Journalist:innen berichten häufig über Krisen und politische Missstände. Eine relativ neue Strömung versucht nun, die Berichterstattung konstruktiver anzugehen. Kann das gutgehen oder widerspricht das der journalistischen Neutralität? Dr. Leif Kramp vom Zentrum für Medien-, Kommunikations- und Informationsforschung (ZeMKI) hat sich mit konstruktiven Ansätzen in der Berichterstattung beschäftigt. Up2date. hat mit Leif Kramp darüber gesprochen.
Journalismus soll aufklären und Missstände aufdecken. Warum muss er denn auch noch konstruktiv sein? Ist es denn per se destruktiv, Missstände aufzudecken?

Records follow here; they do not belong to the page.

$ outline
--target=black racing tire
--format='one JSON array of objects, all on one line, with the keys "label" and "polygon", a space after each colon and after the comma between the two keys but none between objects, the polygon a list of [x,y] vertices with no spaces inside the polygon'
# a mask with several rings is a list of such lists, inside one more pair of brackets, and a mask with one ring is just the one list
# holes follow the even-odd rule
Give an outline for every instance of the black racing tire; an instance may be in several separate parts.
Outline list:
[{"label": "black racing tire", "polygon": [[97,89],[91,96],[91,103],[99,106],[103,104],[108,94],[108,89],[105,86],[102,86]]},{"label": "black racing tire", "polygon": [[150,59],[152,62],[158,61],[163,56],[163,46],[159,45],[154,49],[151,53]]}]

Es gehört zu den klassischen Zuschreibungen für den Journalismus, die Mächtigen aus Politik und Wirtschaft zu kontrollieren. Ebenso soll er ein Garant sein für Meinungsvielfalt, notwendig für das Funktionieren der Demokratie und ein wichtiger Orientierungsgeber in schweren Zeiten. Letzteres ist für Redaktionen allerdings nicht immer leicht einzulösen, da die Menge, Wucht und Negativität allgegenwärtiger Krisennachrichten viele Menschen zunehmend belastet. Sie wenden sich ab. Die Kunst besteht für Journalist:innen darin, investigativ Missstände aufzudecken und zugleich konstruktiv den Blick nach vorn zu richten. Niemals aber sollte der Journalismus seine kritische Distanz verlieren.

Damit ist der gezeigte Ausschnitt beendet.